Creating and Filling Trees/NTuples

Last update: 19 May 2023 [History] [Edit]

In a typical analysis workflow, you will want to process information in an xAOD and write outputs to histograms or a TTree (ntuple) further analysis processing. In this section, we will show you how to create a TTree in your analysis algorithm, and write some simple variables to it. If you are not familiar with the interface of TTree, you should probably first look at the following pages and examples:

Note that the infrastructure allows you to create as many trees and output files as you want in your analysis, with some limitations. The grid has hard limits in place preventing the creation of too many output files. Additionally, it is not optimal to produce a separate tree for each systematic variation. Doing so is a very inefficient use of space by 1-2 orders of magnitude.

The tutorial workflow creates ntuples from xAOD inputs, but your analysis may create histograms instead. We will provide details about creating histograms for completeness, but subsequent tutorial steps rely on ntuples.

In the exercise we will be filling information into our output tree from xAOD::EventInfo.

C++ Code

In order to write variables into an output TTree, you need to declare them as member variables in your algorithm class. For this exercise add the following private members to your algorithm header (MyxAODAnalysis.h):

#include <TTree.h>
...
  /// Output variables for the current event
  unsigned int m_runNumber = 0; ///< Run number
  unsigned long long m_eventNumber = 0; ///< Event number

NB: this is necessary for every variable you need to access across multiple functions in your algorithm.

The setup of the tree happens in the initialize() function of your algorithm. To set the tree up, add the following to the initialization function:

  ANA_CHECK (book (TTree ("analysis", "My analysis ntuple")));
  TTree* mytree = tree ("analysis");
  mytree->Branch ("runNumber", &m_runNumber);
  mytree->Branch ("eventNumber", &m_eventNumber);

And this shows us one of the most inconvenient features of writing a TTree. When you write a “primitive” and an “object” variable, you have to use an ever so slightly different formalism. For primitive variables, like the ones we will be getting from xAOD::EventInfo, we need to provide the TTree::Branch function with a pointer to the primitive variable. For object variables, such as the pT of electrons, it is necessary to use a std::vector to store the values for all of the electrons in each event. Storing a std::vector in a branch requires a slightly different branch method than primitive variables.

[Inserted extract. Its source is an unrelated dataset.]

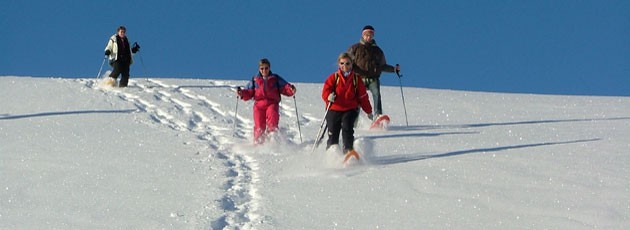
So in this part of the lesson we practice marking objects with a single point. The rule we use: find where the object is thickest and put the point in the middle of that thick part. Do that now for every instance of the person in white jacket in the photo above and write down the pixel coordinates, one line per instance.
(120, 56)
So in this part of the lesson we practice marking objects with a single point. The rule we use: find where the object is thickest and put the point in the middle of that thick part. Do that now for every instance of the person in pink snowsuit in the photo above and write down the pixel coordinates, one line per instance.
(265, 88)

Finally, once the creation and deletion of the tree/variables is taken care of, let’s fill them in the execute() function of the algorithm like:

  // Read/fill the EventInfo variables:
  const xAOD::EventInfo* eventInfo = nullptr;
  ANA_CHECK (evtStore()->retrieve (eventInfo, "EventInfo"));

  // Print out run and event number from retrieved object
  ANA_MSG_DEBUG ("in execute, runNumber = " << eventInfo->runNumber() << ", eventNumber = " << eventInfo->eventNumber());

  m_runNumber = eventInfo->runNumber ();
  m_eventNumber = eventInfo->eventNumber ();

  // Fill the event into the tree:
  tree ("analysis")->Fill ();

tip You may already have the code included to retrieve EventInfo. If you do, you don’t need to add the same lines again.

This concludes the updates in the C++ code, you should be able to (re-)compile your code with all these changes included.

Job Configuration (EventLoop)

EventLoop does not automatically create an output file with the tree. You have to tell EventLoop explicitly that you want to create an output file with the tree in it. This is a different file than the output file that will hold any histograms you make.

You do this by adding the following into your job steering macro:

# Add output stream
job.outputAdd (ROOT.EL.OutputStream ('ANALYSIS'))

You can find your created output file under submitDir/data-ANALYSIS.

Job Configuration (Athena)

For Athena as well there is one more step that you need to take. You have to tell your job where your algorithm should write the tree(s). You do that by adding the following into your jobOption file (see main Athena tutorial for more info):

jps.AthenaCommonFlags.HistOutputs = ["ANALYSIS:MyxAODAnalysis.outputs.root"]
svcMgr.THistSvc.MaxFileSize=-1 #speeds up jobs that output lots of histograms

This is needed because every Athena algorithm creates histograms and trees through the THistSvc, which can have any number of files/streams open at one time. With the above instruction you tell the service to (re-)create a file called MyxAODAnalysis.outputs.root, and assign it to the ANALYSIS stream. Which is the stream all analysis algorithms will write to by default.

The output file MyxAODAnalysis.outputs.root will hold any TTrees and histograms you create.

tip Keep in mind though that different algorithms can be assigned to different files/streams. Though during analysis it is not recommended to create too many separate files… Still, if you want to tell your >algorithm which stream it should write its histograms into, you can do it like:

alg.RootStreamName = 'MY_STREAM_01'

Then of course you will have to make sure that you set up MY_STREAM_01

Commit your changes

Don’t forget to commit and push your changes.